Siyaset toplumun gerisinde
Hatay’da Alevi köylerine gittiğimde, “Size ayrımcılık yapıldı mı?" diye sordum. “Allah var böyle bir şey yaşamadık” dediler. Samandağ Belediye Başkanı ile görüştüğümde ise çadır sayısını doğru söylemeyerek, iktidarın ayrımcılık yaptığını ima etti.
Maraş’ta arama kurtarma ekiplerinin 30 saat uğraşıp enkaz altından çıkardıkları yaralılar Suriyeli göçmenlerdi. Bunca mülteci düşmanlığının körüklendiği bir ortamda ne yardım dağıtılırken, ne can kurtarılırken bundan etkilenen olmamıştı.
Adıyaman’da Kuşadası’ndan gelen bir aşçıyı, Menzil tarikatından gelen bir “sofi” ile aynı yerde yemek dağıtırken gördüm. Biri yemek pişiriyordu, diğeri içecek dağıtıyordu.
Maraş’ta büyük bir enkazın önünde ateş yakıp başına oturanlar Ankara’dan, İzmir’den, Sakarya’dan gelen gönüllülerdi ve birbirilerinin siyasi görüşlerinden haberdar değillerdi, sormadılar da. Fakat hepsi dost olmuştu.

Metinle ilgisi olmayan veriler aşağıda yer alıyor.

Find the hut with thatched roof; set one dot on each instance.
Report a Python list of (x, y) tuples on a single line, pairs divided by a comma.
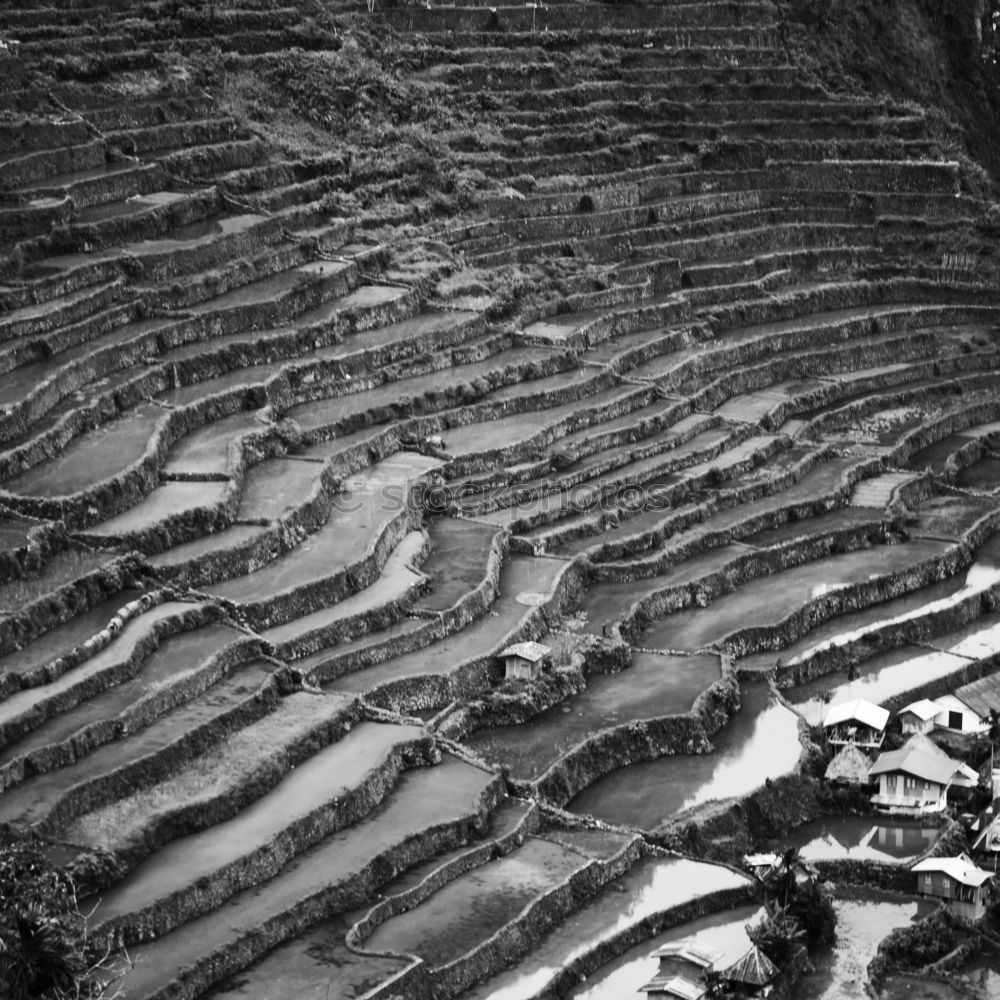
[(849, 767), (753, 975)]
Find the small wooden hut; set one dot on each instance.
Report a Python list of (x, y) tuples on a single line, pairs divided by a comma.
[(849, 767), (753, 975)]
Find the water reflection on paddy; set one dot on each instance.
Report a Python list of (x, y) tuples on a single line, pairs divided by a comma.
[(859, 838), (760, 742)]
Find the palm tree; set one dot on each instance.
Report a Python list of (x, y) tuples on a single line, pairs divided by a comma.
[(778, 934), (43, 959)]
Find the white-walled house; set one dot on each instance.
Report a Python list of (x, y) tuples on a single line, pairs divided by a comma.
[(920, 716), (957, 882), (958, 716), (859, 722), (914, 779)]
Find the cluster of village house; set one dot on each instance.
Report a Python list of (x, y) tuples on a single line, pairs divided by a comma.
[(920, 779), (915, 780)]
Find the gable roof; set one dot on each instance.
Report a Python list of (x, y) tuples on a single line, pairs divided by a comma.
[(981, 695), (533, 651), (929, 763), (924, 709), (689, 951), (754, 969), (857, 711), (961, 869), (676, 986)]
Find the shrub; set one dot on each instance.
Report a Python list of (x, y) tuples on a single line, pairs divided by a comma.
[(44, 948)]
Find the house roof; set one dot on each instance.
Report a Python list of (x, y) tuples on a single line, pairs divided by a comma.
[(857, 711), (533, 651), (850, 764), (920, 758), (689, 951), (981, 695), (961, 869), (768, 860), (924, 709), (754, 969), (676, 986)]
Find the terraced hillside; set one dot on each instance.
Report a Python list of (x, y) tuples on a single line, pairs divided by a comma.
[(656, 351)]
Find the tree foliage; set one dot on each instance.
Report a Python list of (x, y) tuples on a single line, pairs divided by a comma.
[(45, 952)]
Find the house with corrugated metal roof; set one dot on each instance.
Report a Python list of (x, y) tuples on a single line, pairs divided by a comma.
[(965, 888), (920, 716), (967, 709), (525, 660), (682, 965), (915, 779), (859, 722)]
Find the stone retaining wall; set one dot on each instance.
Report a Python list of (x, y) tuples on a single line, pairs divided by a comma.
[(194, 900)]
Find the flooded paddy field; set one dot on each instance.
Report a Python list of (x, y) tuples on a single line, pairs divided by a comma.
[(398, 538), (860, 838), (760, 742), (864, 918)]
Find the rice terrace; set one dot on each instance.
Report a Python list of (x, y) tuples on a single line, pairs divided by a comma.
[(499, 502)]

MİLLET HER ZAMAN BİRLEŞEBİLİYOR
Bu afet din, mezhep, siyasi görüş, etnik kimlikleri bir anda ortadan kaldırdı ve millet büyük bir aşkla yardıma koştu hep beraber.
Tüm bunları yaşarken gördüm ki, öyle kutuplaşma, ötekileştirme, düşmanlaştırma söylemleri milleti çok da etkilememiş. Sosyal medyaya, siyasi parti sözcüsü gibi olan yazarlara, yorumculara bakarsanız sanki kutuplaşma her yere yayılmış zannedersiniz.
Hatırlayınız, 15 Temmuz darbesinde tankı elleriyle durdurmaya çalışan serdengeçti insanların siyasi kimliğini de hiçbirimiz bilmiyoruz.
Benim yanımda Arnavutköy’den meyhaneden gelen çakır keyif bir insan ile Sultançiftliği’nden gelen bir fırın işçisi vardı. Hepimiz FETÖ’cülere birlikte küfür ediyorduk.
Diyeceğim o ki 15 Temmuz’da, Bozkurt’ta sel felaketinde, Marmaris'teki orman yangınında millet tüm farklılıklarını bir kenara bırakarak birleşmeyi, ortak mücadele etmeyi bildi.
“Söz konusu vatan ise gerisi teferruattır” sözü gerçek anlamda milletin ruhunda yaşıyormuş meğer.
PROF. VASSAF SAĞLIKLI TOPLUMUZ
Bu konuyu Habertürk’te anlattığımda moderatörümüz Kürşad Oğuz dedi ki: "Prof. Gündüz Vassaf ile röportaj yaptım dün, milletin dayanışma ruhundan çok etkilendiğini söyledi."
O röportajdan bir bölüm aktarayım:
“Bu kadar badireler atlatmış bir toplum; darbeler, başka depremler, neredeyse bir iç savaş… Bütün bunlara rağmen bu kadar çabuk seferber olup, özellikle sivil toplum örgütleriyle yardıma koşan, ben ne yapabilirim diye çırpınan bir toplumun örneği dünyada azdır; ben hiç bilmiyorum. Onun için fevkalâde sağlıklıyız.”
Evet Gündüz Hoca’nın söylediklerini ben enkaza dönmüş şehirlerde gördüğümde milletimle gurur duydum.
Peki bu olağanüstü durumlarda siyasiler ne yaptı?
SİYASİLER MİLLETİN GERİSİNDE
Siyasiler her felakette, darbe girişiminde, afette bile ayrışmayı, kavga etmeyi, ötekileştirmeyi şaşırtıcı şekilde başardı!
Son afette de, 15 Temmuz'dan hem sonra da, yangında, selde siyasi tartışmaya girdi, kavga etti, dayanışma gösteremedi.
Bu açıdan bakıldığında siyaset milletin gerisinde kaldı.
Bu yüzden yeni bir siyaset diline, yeni bir siyaset anlayışına ihtiyaç doğdu artık.